Small World Ride

Symbolism, Imagery, Allegory

According to Cameron, his family's vacation to Disney World when he was five years old was the last time they were all truly happy. Although there are a bunch of reasons why it may feel like everything's gone downhill from there, the real problem for Cam is that his brush with death on the Small World ride was the moment that he lost his childish innocence. When Cameron experiences the ride for the first time he's a little kid, in prime years of wide-eyed gullibility:

I'm not going to lie to you; I loved it. Dude, I said to myself, this is the s***. Or something like that in five-year-old speak. I want to live in this new Utopia of singing children of all nations. With luck, the Mexican kids will let me wear their que festivo sombreros. And the smiling Swedes will welcome me into their happy Nordic hoedown. Välkommen, y'all. I will ride the pink fuzzy camel in some vaguely defined Middle Eastern country (but the one with pink fuzzy camels) and shake a leg with the can-can dancers in Gay Paree. Bonjour. Bienvenido. Guten Tag. Jambo. I was with the three people who were my world—Mom, Dad, my twin sister, Jenna—and for one crazy moment, we were all laughing and smiling and sharing the same experience, and it was good. (1.14)

But then Cameron got it into his fool head that the boat his family was on was carrying them toward the afterlife, and if he could just get through the maintenance door behind the Eskimo kid he could save them all. So he jumped in the water, almost drowned, and from then on his childish sense of wonder is caput:

"Oh, honey, you know it's not real, don't you? It's just a ride."

"Just a ride," I repeated, and felt it sink in deep. The thing is, before they pulled me out, everything had seemed made of magic. Like I really believed in this crazy dream. But the minute I came to on the hard, glittery, spray-painted, fake snow and saw that marionette boy pulling the same plastic fish out of the hole again and again, I realized it was all a big fake. The realest thing I'd ever experienced was that moment under the water when I almost died. And in a way, I've been dying ever since. (1.31-32)
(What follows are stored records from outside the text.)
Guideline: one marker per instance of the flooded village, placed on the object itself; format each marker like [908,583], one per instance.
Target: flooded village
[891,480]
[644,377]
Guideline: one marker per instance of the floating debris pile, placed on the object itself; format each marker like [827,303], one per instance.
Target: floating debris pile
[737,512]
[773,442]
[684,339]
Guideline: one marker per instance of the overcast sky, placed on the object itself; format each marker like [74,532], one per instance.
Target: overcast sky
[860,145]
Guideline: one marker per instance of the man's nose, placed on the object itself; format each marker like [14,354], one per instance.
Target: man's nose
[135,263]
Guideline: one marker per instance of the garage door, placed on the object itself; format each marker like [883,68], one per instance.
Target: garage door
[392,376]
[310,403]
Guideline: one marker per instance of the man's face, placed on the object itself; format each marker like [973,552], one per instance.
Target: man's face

For the rest of Cam's life, Disney is symbolic of this loss of innocence, so it's not surprising that his delusions center around getting back to Tomorrowland and the place where he can finally regain the innocence he lost at a young age. And later, when he has actually died, his idea of the entry into the afterlife takes the form of a cleaner, realized version of the Small World ride:

The light reaches me enough so that I can see I'm in a boat on a river. I hear singing. I know that song. The boat floats out of the darkness, and I start laughing. The Bollywood puppets are singing to me. It's a world of laughter, a world of tears. (52.5)

Finally the whole thing isn't a big fake anymore. And ironically, Cam isn't dying anymore either.